Wallet supports the value added service (VAS) protocol for transmitting data from supported passes to compatible NFC terminals. The VAS protocol can be implemented on contactless terminals and uses NFC to communicate with supported Apple devices.
This is also NFC-A. Contactless passes have been around for a while on iOS but adoption has been slow. With iOS 12 PASSKit, Apple is encouraging developers to migrate from QR Codes to NFC contactless passes and hopefully lowering the NFC Certificate requirement bar a little. Part of the reason for the slow uptake is poor NFC reader support. LAWSON has a new POS system built around Panasonic JT-R600CR readers which are Apple Pay savvy and Apple Wallet Ponta cards only work correctly when you tell the LAWSON cashier to use “Apple Pay”.

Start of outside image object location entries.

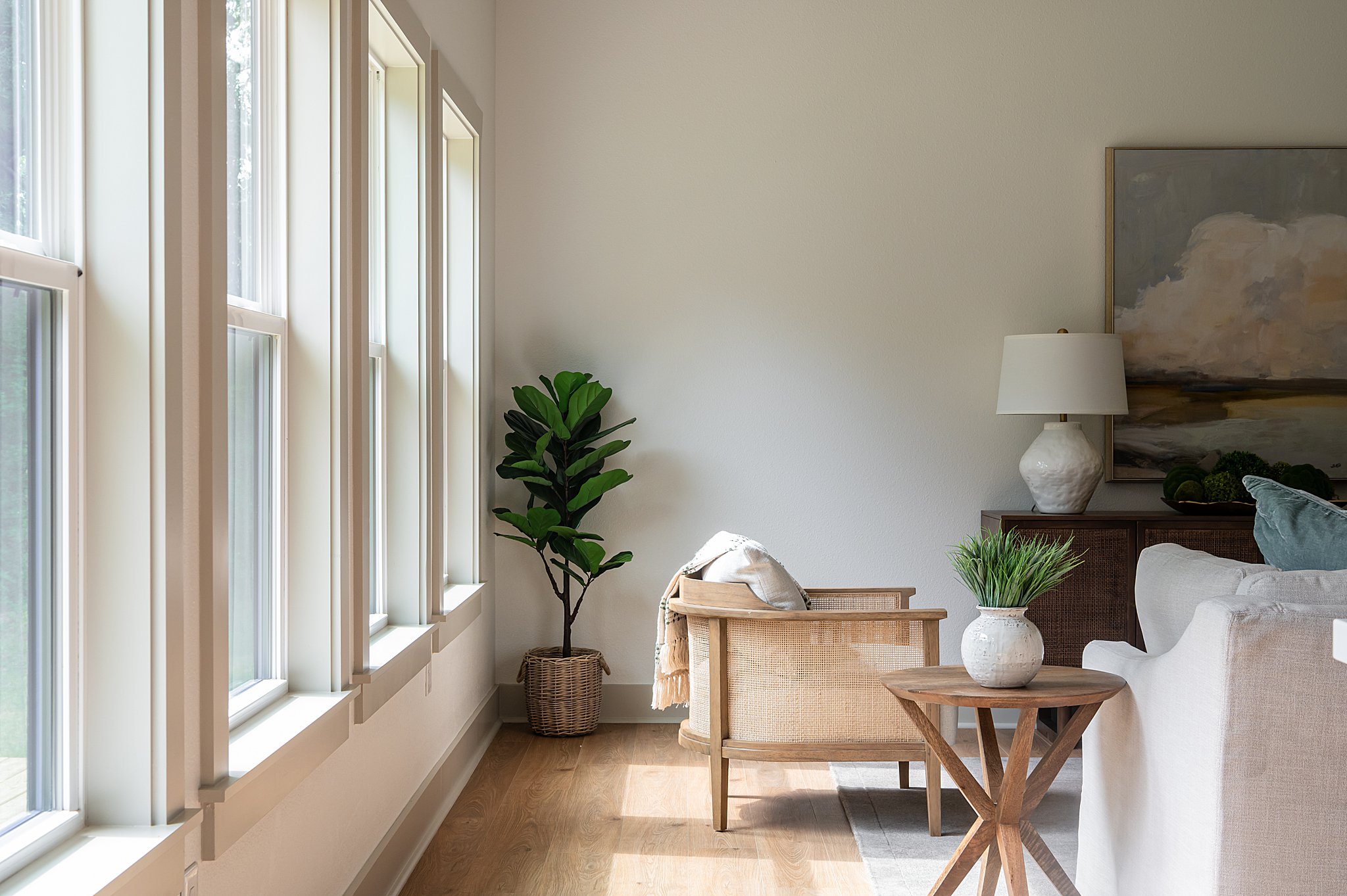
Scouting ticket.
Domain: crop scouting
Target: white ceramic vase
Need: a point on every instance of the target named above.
(1062, 469)
(1002, 649)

UPDATE A highly trusted NFC engineering source contacted me that I got it partly wrong. The correction edit above explains that Wallet Ponta cards are Apple’s implementation of the VAS protocol and not MIFARE. Student ID cards are PASSKit NFC Certificate MIFARE card emulation, Apple has not publicly announced MIFARE support but it is the only technology compatible with Blackboard IC card formats that could power the express card features of iOS 12 student ID cards across all eligible devices.

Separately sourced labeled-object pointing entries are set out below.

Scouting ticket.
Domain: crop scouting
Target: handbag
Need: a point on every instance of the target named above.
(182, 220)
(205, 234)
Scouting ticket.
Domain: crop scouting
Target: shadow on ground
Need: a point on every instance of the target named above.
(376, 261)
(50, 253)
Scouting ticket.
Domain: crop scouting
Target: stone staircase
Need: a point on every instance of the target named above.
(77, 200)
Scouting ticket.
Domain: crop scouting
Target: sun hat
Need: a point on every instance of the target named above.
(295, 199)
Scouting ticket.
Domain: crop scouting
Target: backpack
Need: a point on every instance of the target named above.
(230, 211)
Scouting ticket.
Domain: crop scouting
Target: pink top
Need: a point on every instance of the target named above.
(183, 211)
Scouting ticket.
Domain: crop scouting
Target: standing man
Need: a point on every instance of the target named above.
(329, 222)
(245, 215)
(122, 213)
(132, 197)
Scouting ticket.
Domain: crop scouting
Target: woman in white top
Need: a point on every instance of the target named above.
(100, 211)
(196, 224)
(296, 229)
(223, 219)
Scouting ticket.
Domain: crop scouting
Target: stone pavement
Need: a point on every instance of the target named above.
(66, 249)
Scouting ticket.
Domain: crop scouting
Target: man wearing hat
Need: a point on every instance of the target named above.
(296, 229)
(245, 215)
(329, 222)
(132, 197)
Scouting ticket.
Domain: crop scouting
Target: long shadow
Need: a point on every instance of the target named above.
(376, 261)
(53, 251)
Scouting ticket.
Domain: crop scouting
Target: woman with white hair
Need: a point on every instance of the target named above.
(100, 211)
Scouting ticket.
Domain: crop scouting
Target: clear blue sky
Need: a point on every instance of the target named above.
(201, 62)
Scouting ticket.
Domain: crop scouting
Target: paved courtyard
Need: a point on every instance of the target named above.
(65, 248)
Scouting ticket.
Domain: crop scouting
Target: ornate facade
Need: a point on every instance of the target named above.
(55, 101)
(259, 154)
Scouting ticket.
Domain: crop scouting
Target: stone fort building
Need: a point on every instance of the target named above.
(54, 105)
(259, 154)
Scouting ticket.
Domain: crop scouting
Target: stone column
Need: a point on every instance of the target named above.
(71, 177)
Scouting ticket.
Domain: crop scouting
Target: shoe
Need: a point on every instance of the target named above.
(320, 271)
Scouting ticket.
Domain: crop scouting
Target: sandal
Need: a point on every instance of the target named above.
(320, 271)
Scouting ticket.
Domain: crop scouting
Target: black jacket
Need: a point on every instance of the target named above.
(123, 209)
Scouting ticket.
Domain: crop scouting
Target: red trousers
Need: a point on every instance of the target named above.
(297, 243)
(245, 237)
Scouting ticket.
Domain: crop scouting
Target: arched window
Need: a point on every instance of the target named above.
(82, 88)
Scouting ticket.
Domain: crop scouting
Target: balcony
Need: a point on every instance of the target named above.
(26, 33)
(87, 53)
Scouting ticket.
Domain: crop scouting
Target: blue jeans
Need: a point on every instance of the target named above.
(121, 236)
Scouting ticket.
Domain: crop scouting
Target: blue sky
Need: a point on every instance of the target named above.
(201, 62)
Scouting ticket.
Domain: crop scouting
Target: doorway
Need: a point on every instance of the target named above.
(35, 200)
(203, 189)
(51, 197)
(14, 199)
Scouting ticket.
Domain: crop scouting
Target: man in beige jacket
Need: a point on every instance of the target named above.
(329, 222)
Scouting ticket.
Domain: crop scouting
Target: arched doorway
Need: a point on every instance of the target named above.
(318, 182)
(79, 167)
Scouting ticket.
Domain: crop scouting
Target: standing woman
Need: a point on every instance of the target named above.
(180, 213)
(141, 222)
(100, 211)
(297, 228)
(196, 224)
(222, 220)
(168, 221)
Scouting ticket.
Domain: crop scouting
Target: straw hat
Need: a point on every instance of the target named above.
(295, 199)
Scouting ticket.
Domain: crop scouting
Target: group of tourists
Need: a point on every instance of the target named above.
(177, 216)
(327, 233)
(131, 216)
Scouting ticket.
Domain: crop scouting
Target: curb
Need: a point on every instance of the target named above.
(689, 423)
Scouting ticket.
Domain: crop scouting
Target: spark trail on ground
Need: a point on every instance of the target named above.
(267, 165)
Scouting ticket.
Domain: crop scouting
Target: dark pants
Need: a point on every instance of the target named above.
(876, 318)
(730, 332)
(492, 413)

Apple Wallet Ponta Notification with point summary after successful Apple Pay transaction
The Ponta rewards card for Apple Wallet launched at LAWSON Japan right on schedule and without a hitch. iOS 12/watch OS 5 users with any Apple Pay capable device: iPhone 6 and later, Apple Watch Series 1 and later can add the Ponta rewards card operated by the Recruit Group to Apple Wallet and automatically earn Ponta points with Apple Pay purchases at LAWSON without having to use an app or show a bar code. Apple Pay purchases earn 4X Ponta points during the launch campaign running through March 6, 2019. You can also make purchases with Apple Wallet Ponta points.
NFC Apple Wallet passes are a new feature of iOS 12/watchOS 5. Apple is encouraging developers to use NFC instead of QR or bar codes for Apple Wallet passes, and has been showcasing contactless NFC passes at recent Apple Events. Ponta Apple Wallet hopefully marks the beginning of other NFC enabled reward cards such as JRE POINT joining Apple Wallet.

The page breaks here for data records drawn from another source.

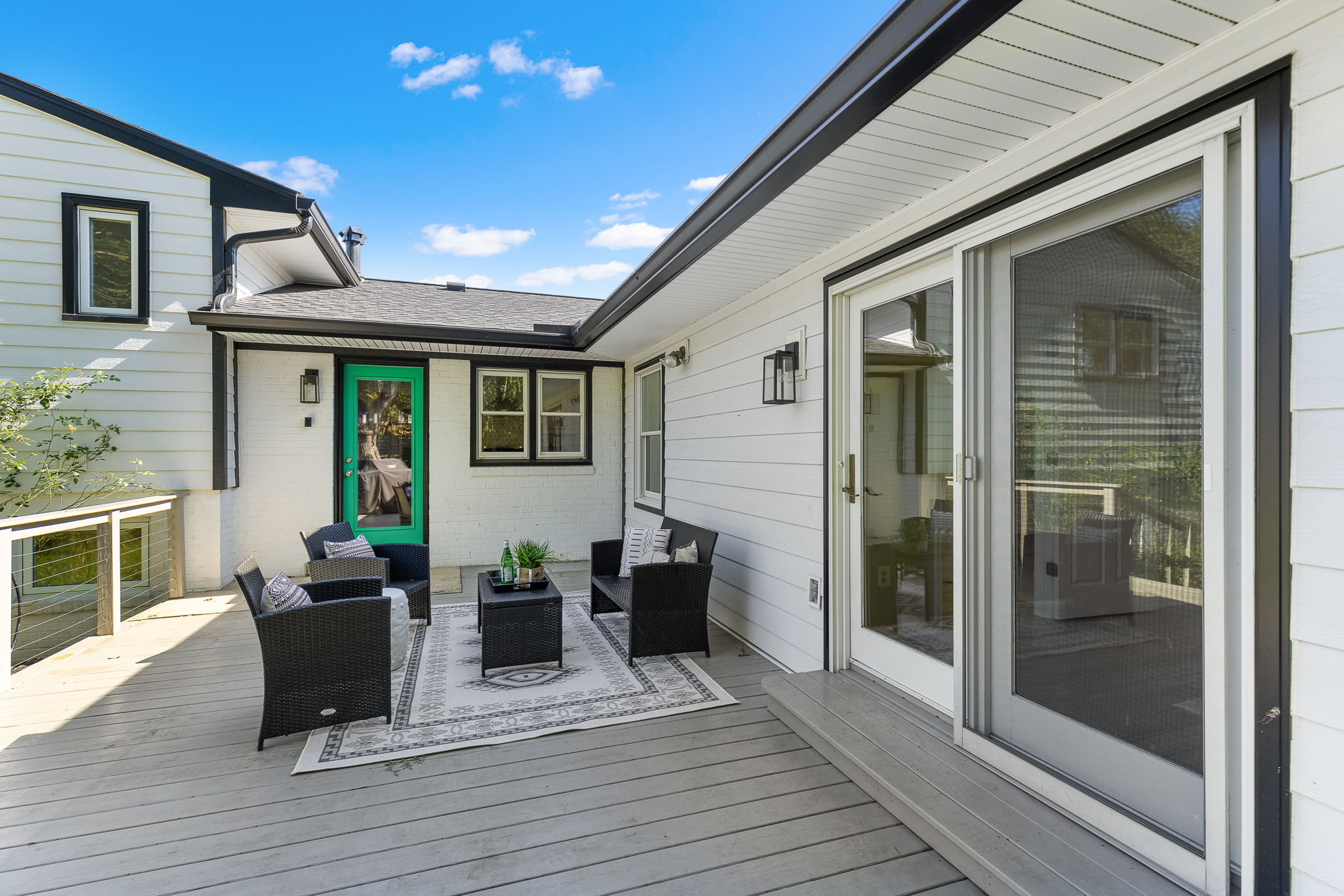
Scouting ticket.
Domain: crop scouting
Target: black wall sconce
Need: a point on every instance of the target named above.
(308, 391)
(777, 377)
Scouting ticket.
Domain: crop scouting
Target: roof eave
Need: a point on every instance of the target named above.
(914, 39)
(230, 323)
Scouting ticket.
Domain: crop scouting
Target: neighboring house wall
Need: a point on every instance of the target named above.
(473, 510)
(163, 399)
(754, 473)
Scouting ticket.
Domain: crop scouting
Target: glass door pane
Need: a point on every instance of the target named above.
(1093, 388)
(383, 452)
(908, 504)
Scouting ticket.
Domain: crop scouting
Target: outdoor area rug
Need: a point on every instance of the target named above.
(440, 701)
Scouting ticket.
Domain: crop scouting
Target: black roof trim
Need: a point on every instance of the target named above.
(914, 39)
(229, 323)
(229, 184)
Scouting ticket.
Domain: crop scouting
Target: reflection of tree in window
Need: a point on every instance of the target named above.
(503, 424)
(110, 255)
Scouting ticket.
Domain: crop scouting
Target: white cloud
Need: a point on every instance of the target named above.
(303, 174)
(510, 60)
(471, 242)
(637, 235)
(566, 275)
(405, 54)
(456, 69)
(705, 184)
(578, 81)
(474, 281)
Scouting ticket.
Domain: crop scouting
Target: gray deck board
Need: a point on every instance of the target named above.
(131, 769)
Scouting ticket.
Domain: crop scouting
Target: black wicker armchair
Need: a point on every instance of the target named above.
(667, 602)
(326, 662)
(401, 566)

Create a digital Ponta card with iOS Ponta Card App then add it to Apple Wallet as shown here and in the above screenshots. Say “Apple Pay” to the LAWSON cashier and use Face ID/Touch ID with the card you want to use. Ponta automatic points don’t register with Suica Express Cards, iD or QUICPay, be sure to say “Apple Pay”. The reader does a double read, first for Ponta then for Apple Pay, so hold iPhone to the reader until it gives you a transaction complete sound, the linked Tweet video below gives you the idea. It’s slower than a regular FeliCa transaction because of the double read and the poky Ponta NCF-A protocol.
With a successful Apple Pay transaction the Ponta logo flashes briefly confirming purchase reward points, shown in the GIF Tweet, followed by a Ponta Wallet point summary notification. If you pay close attention to the GIF you’ll notice that LAWSON accepts NFC Pay in addition to FeliCa, iOS NFC switching in action again as Apple Wallet Ponta uses NFC-A. Whatever the NFC flavor is Apple Pay takes care of it, just as it should be.
Update: the LAWSON POS is built around Panasonic JT-R600CR readers which are Apple Pay savvy and Apple Wallet Ponta cards only work correctly when you tell the LAWSON cashier to use “Apple Pay”. Apple Wallet Ponta is Apple’s implementation of the VAS protocal for contactless NFC passes, reward cards, etc. and is NFC A. The Panasonic reader reads Ponta then selects the correct FeliCa payment method (Suica, iD, QUICPay). Users are complaining that LAWSON did not train store staff well but are getting up to speed quickly.